Tesla-Aktie in der Corona-Krise: Zwischen Zwangspause und Absatzsorgen

• Tesla fast 50 Prozent unter Allzeithoch
• Musk verspottet Schutzmaßnahmen
• Analysten werden skeptisch

Die Corona-Pandemie kommt für die Tesla-Aktie und Elon Musk zu einem denkbar schlechten Zeitpunkt. Denn nach einem jahrelangen Seitwärtstrend kamen die Anteilscheine des E-Autobauers erst Ende 2019 so richtig in Schwung und erreichten somit Anfang Februar, bei rund 968 US-Dollar, ihr absolutes Allzeithoch.

Anteilsscheine notieren rund 48 Prozent unter Allzeithoch

Mit einem aktuellen Preis in Höhe von rund 500 US-Dollar je Aktie notiert das Papier jetzt jedoch rund 48 Prozent tiefer als noch vor wenigen Wochen. Dementsprechend hat Elon Musk für die hohen Schutzmaßnahmen, welche die Bevölkerung vor einer schnellen Ausbreitung des Corona-Virus schützen sollen und somit auch die Wirtschaft ausbremsen, nur sehr wenig Verständnis. "Meine Vermutung ist, dass die Panik mehr Schaden anrichtet als das Virus, wenn das nicht schon geschehen ist", so Musk auf Twitter in Bezug auf die grassierende Pandemie.

Nach einer tagelangen Auseinandersetzung mit den Gesetzesvertretern im kalifonischen Fermont musste jedoch auch Musk klein beigeben und nun sein Hauptwerk schließen. "Wir halten uns an die gesetzlichen Vorschriften", so der Unternehmer nach seiner Machtprobe mit den ortsansässigen Behörden.

Tesla-Aktie fährt Achterbahn

Kaum ein US-Bluechip hatte in den vergangenen Handelswochen eine derart hohe Volatilität wie die Tesla-Aktie. Erst kletterte das Papier zwischen Oktober 2019 und Februar 2020 von rund 230 US-Dollar auf 968 US-Dollar und generierte somit ein Kursplus von weit über 300 Prozent. Dann stürzten die Anteilsscheine, in Folge der Corona-Krise, wieder massiv ab und erreichten am 18. März bei ca. 350 US-Dollar ihr vorläufiges Tief. Nach diesem rasanten Kursrücksetzer von über 60 Prozent konnte sich das Papier jedoch schnell regenerieren und über 40 Prozent zulegen. Aktuell pendeln die Anteilsscheine des E-Autobauers im Bereich um 500 US-Dollar.

Rückschlag durch Zwangspause

Die ab dem 23. März geltende Zwangspause für das Tesla-Hauptwerk in Fremont ist ein extremer Rückschlag für Elon Musk und seine Aktionäre. Denn zum gegenwärtigen Zeitpunkt werden alle vier Tesla-Automobile, also Model 3, S, X und Y, in dieser kalifonischen Fertigungseinrichtung produziert. Die Fabrikschließung in Fremont wird dabei auch für den Tesla-Standort in Shanghai zum großen Problem. Denn das E-Autowerk an der chinesischen Ostküste hat inzwischen schon wieder geöffnet und benötigt in absehbarer Zeit spezielle Bauteile für die Produktion des Model 3. Diese Elemente stammen jedoch größtenteils aus dem nun geschlossenen US-Hauptwerk.

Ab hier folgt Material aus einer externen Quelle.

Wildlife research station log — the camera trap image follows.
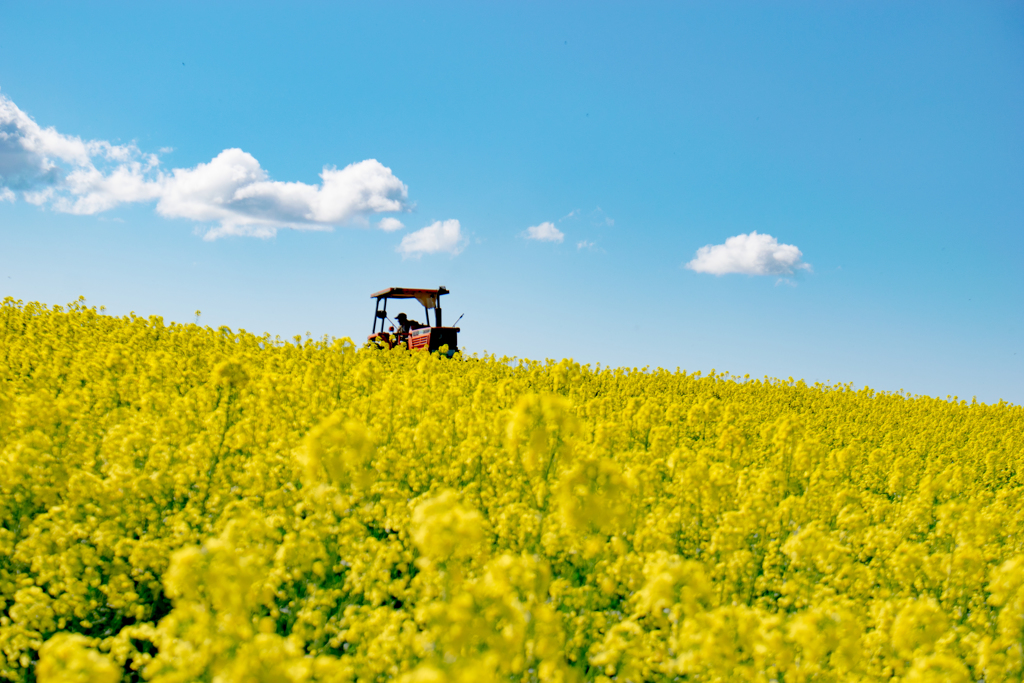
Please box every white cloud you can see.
[686,230,811,275]
[0,88,409,239]
[395,219,466,258]
[377,216,406,232]
[522,221,565,242]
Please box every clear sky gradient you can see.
[0,2,1024,403]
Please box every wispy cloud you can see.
[377,216,406,232]
[686,230,811,275]
[395,219,467,258]
[522,221,565,242]
[0,90,409,240]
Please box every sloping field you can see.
[0,299,1024,683]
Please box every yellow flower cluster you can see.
[0,299,1024,683]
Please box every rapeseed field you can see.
[0,299,1024,683]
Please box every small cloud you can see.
[686,230,811,275]
[522,221,565,242]
[395,218,466,258]
[0,89,409,240]
[377,216,406,232]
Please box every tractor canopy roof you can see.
[370,287,449,308]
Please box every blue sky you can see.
[0,2,1024,403]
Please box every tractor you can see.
[367,287,462,357]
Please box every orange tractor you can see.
[367,287,462,357]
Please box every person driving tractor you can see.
[395,313,427,335]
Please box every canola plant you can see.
[0,299,1024,683]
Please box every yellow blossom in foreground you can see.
[0,299,1024,683]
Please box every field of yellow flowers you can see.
[0,299,1024,683]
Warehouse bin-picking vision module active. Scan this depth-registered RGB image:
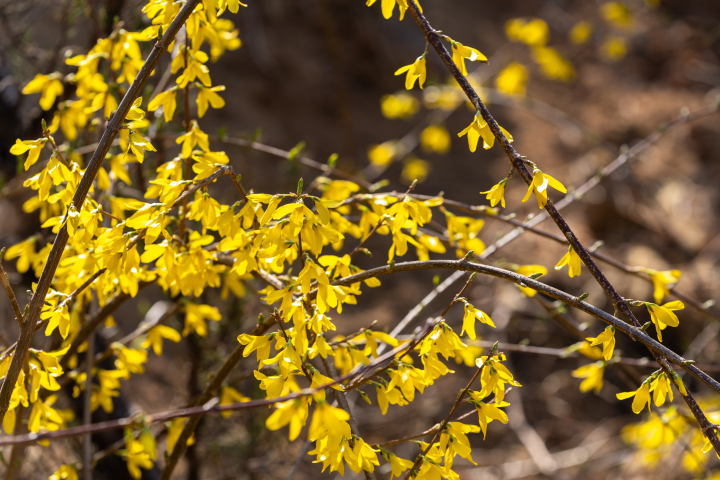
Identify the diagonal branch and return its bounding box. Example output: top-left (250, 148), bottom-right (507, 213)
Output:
top-left (407, 0), bottom-right (720, 455)
top-left (0, 0), bottom-right (200, 428)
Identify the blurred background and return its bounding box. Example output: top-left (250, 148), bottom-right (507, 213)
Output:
top-left (0, 0), bottom-right (720, 480)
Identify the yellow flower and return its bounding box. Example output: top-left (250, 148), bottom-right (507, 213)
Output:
top-left (125, 437), bottom-right (153, 479)
top-left (196, 84), bottom-right (225, 118)
top-left (568, 20), bottom-right (593, 45)
top-left (475, 401), bottom-right (510, 440)
top-left (148, 87), bottom-right (177, 122)
top-left (22, 72), bottom-right (63, 110)
top-left (395, 55), bottom-right (427, 90)
top-left (380, 449), bottom-right (413, 480)
top-left (460, 302), bottom-right (495, 340)
top-left (480, 178), bottom-right (507, 208)
top-left (48, 465), bottom-right (78, 480)
top-left (452, 42), bottom-right (487, 76)
top-left (420, 125), bottom-right (451, 154)
top-left (368, 141), bottom-right (395, 166)
top-left (365, 0), bottom-right (422, 20)
top-left (523, 168), bottom-right (568, 208)
top-left (380, 92), bottom-right (420, 119)
top-left (10, 138), bottom-right (47, 170)
top-left (645, 300), bottom-right (685, 342)
top-left (172, 50), bottom-right (212, 88)
top-left (555, 247), bottom-right (582, 278)
top-left (650, 373), bottom-right (673, 407)
top-left (458, 112), bottom-right (513, 152)
top-left (495, 62), bottom-right (527, 95)
top-left (505, 18), bottom-right (550, 47)
top-left (125, 97), bottom-right (145, 120)
top-left (125, 131), bottom-right (157, 163)
top-left (572, 361), bottom-right (605, 393)
top-left (175, 121), bottom-right (210, 158)
top-left (644, 269), bottom-right (682, 303)
top-left (616, 377), bottom-right (652, 413)
top-left (166, 418), bottom-right (195, 453)
top-left (5, 237), bottom-right (37, 273)
top-left (585, 325), bottom-right (615, 360)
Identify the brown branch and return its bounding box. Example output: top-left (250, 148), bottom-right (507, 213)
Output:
top-left (0, 319), bottom-right (436, 448)
top-left (408, 0), bottom-right (720, 455)
top-left (308, 260), bottom-right (720, 393)
top-left (0, 0), bottom-right (200, 428)
top-left (0, 248), bottom-right (23, 329)
top-left (60, 282), bottom-right (151, 370)
top-left (403, 366), bottom-right (482, 480)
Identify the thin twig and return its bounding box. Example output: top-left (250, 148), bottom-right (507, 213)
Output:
top-left (0, 248), bottom-right (23, 328)
top-left (0, 0), bottom-right (200, 423)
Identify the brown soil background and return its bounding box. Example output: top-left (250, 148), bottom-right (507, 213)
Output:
top-left (0, 0), bottom-right (720, 480)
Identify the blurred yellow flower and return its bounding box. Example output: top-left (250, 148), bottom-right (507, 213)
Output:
top-left (420, 125), bottom-right (451, 154)
top-left (568, 20), bottom-right (593, 45)
top-left (380, 93), bottom-right (420, 120)
top-left (533, 47), bottom-right (575, 82)
top-left (400, 158), bottom-right (430, 185)
top-left (368, 141), bottom-right (395, 166)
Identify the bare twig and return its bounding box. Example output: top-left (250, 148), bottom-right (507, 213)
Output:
top-left (0, 248), bottom-right (23, 329)
top-left (0, 0), bottom-right (199, 428)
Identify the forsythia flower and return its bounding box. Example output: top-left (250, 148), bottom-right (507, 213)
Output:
top-left (645, 300), bottom-right (685, 342)
top-left (470, 398), bottom-right (510, 440)
top-left (148, 87), bottom-right (178, 122)
top-left (458, 112), bottom-right (513, 152)
top-left (585, 325), bottom-right (615, 360)
top-left (196, 84), bottom-right (225, 118)
top-left (420, 125), bottom-right (451, 154)
top-left (365, 0), bottom-right (422, 20)
top-left (644, 269), bottom-right (682, 303)
top-left (511, 265), bottom-right (547, 298)
top-left (22, 73), bottom-right (63, 110)
top-left (395, 55), bottom-right (427, 90)
top-left (48, 465), bottom-right (78, 480)
top-left (452, 42), bottom-right (487, 76)
top-left (572, 361), bottom-right (605, 393)
top-left (616, 377), bottom-right (652, 413)
top-left (10, 138), bottom-right (47, 170)
top-left (175, 121), bottom-right (210, 158)
top-left (523, 168), bottom-right (567, 208)
top-left (555, 247), bottom-right (582, 278)
top-left (380, 92), bottom-right (420, 119)
top-left (480, 178), bottom-right (507, 208)
top-left (460, 302), bottom-right (495, 340)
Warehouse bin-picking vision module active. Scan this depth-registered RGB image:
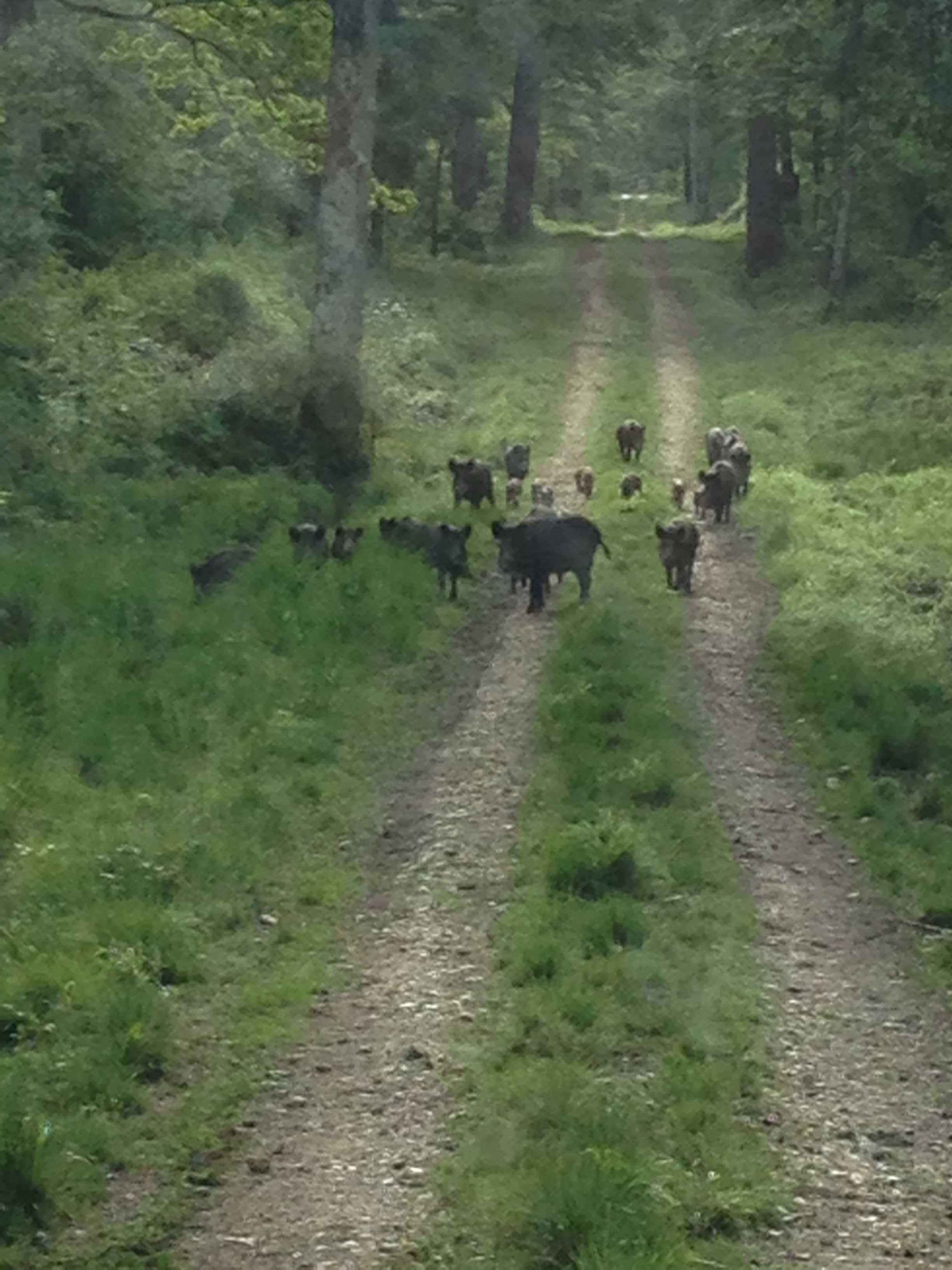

Darüber hinaus musste unlängst auch das Tesla-Werk im US-Bundestaat New York schließen, welches sich auf die Produktion von Photovoltaikmodulen spezialisiert hat.

Analysten werden zunehmend skeptisch

Die Expertenmeinungen und Kursziele rund um die Tesla-Aktie haben gegenwärtig eine enorme Spannweite erreicht. So glauben die Profis von JPMorgan an einen fairen Wert der Aktie in Höhe von 260 US-Dollar, während das Analystenhaus von Jefferies & Company mit einem Kursziel von 800 US-Dollar kalkuliert. Weitere Einschätzungen von der UBS, Bernstein Research und RBC Capital Markets belaufen sich dabei auf 420, 730 und 530 US-Dollar. Dass enorme Auseinanderdriften der verschiedenen Kursziele der Analysten zeigt dabei deutlich, welche Ungewissheit aktuell auch bei den Experten vorherrscht.

Muss sich Tesla Sorgen um den Absatz machen?

In der aktuellen Situation ist es gut möglich, dass viele potenzielle Tesla-Kunden vorübergehend mit dem Autokauf warten, bis sich die Lage wieder etwas entspannt hat. Rückblickend kann jedoch gesagt werden, dass auch während der Finanzkrise weiter genügend Autos verkauft wurden. So sank der globale Autoabsatz in den Jahren 2008 und 2009 nur um lediglich 4,1 und 0,9 Prozent.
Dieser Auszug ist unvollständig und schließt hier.